There was lastly the incident of the owl, which had a separate place in their opinion of him since it involved death, a phenomenon to which children react variously. The weather continuing cold, Jim brought a bucket of coal to his classroom and one Wednesday lit it in the grate, and sat there with his back to the warmth, reading a dicte. First some soot fell which he ignored, then the owl came down, a full-sized barn owl which had nested up there, no doubt, through many unswept winters and summers of Dover's rule, and was now smoked out, dazed and black from beating itself to exhaustion in the flue. It fell over the coals and collapsed in a heap on the wooden floorboard with a clatter and a scuffle, then lay like an emissary of the devil, hunched but breathing, wings stretched, staring straight out at the boys through the soot which caked its eyes. There was no one who was not frightened; even Spikely, a hero, was frightened. Except for Jim, who had in a second folded the beast together and taken it out of the door without a word. They heard nothing, though they listened like stowaways, till the sound of running water from down the corridor as Jim evidently washed his hands. 'He's having a pee,' said Spikely, which earned a nervous laugh. But as they filed out of the classroom they discovered the owl still folded, neatly dead and awaiting burial on top of the compost heap beside the Dip. Its neck, as the braver ones established, was snapped. Only a gamekeeper, declared Sudeley, who had one, would know how to kill an owl so well.

Among the rest of the Thursgood community, opinion regarding Jim was less unanimous. The ghost of Mr Maltby the pianist died hard. Matron, siding with Bill Roach, pronounced him heroic and in need of care: it was a miracle he managed with that back. Marjoribanks said he had been run over by a bus when he was drunk. It was Marjoribanks also, at the staff match where Jim so excelled, who pointed out the sweater.
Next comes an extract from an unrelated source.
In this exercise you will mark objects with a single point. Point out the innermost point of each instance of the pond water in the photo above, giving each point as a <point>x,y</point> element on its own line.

Marjoribanks was not a cricketer but he had strolled down to watch with Thursgood.

'Do you think that sweater's kosher,' he asked in a high, jokey voice, 'or do you think he pinched it?'

'Leonard, that's very unfair,' Thursgood scolded, hammering at the flanks of his Labrador. 'Bite him, Ginny, bite the bad man.'

By the time he reached his study, however, Thursgood's laughter had quite worn off and he became extremely nervous. Bogus Oxford men he could deal with, just as in his time he had known classics masters who had no Greek and parsons who had no divinity. Such men, confronted with proof of their deception, broke down and wept and left, or stayed on half pay. But men who withheld genuine accomplishment, these were a breed he had not met but he knew already that he did not like them. Having consulted the university calendar, he telephoned the agency, a Mr Stroll of the house of Stroll and Medley.

'What precisely do you want to know?' Mr Stroll asked with a dreadful sigh.

'Well, nothing precisely.' Thursgood's mother was sewing at a sampler and seemed not to hear. 'Merely that if one asks for a written curriculum vitae one likes it to be complete. One doesn't like gaps. Not if one pays one's fee.'

At this point Thursgood found himself wondering rather wildly whether he had woken Mr Stroll from a deep sleep to which he had now returned.

'Very patriotic bloke,' Mr Stroll observed finally.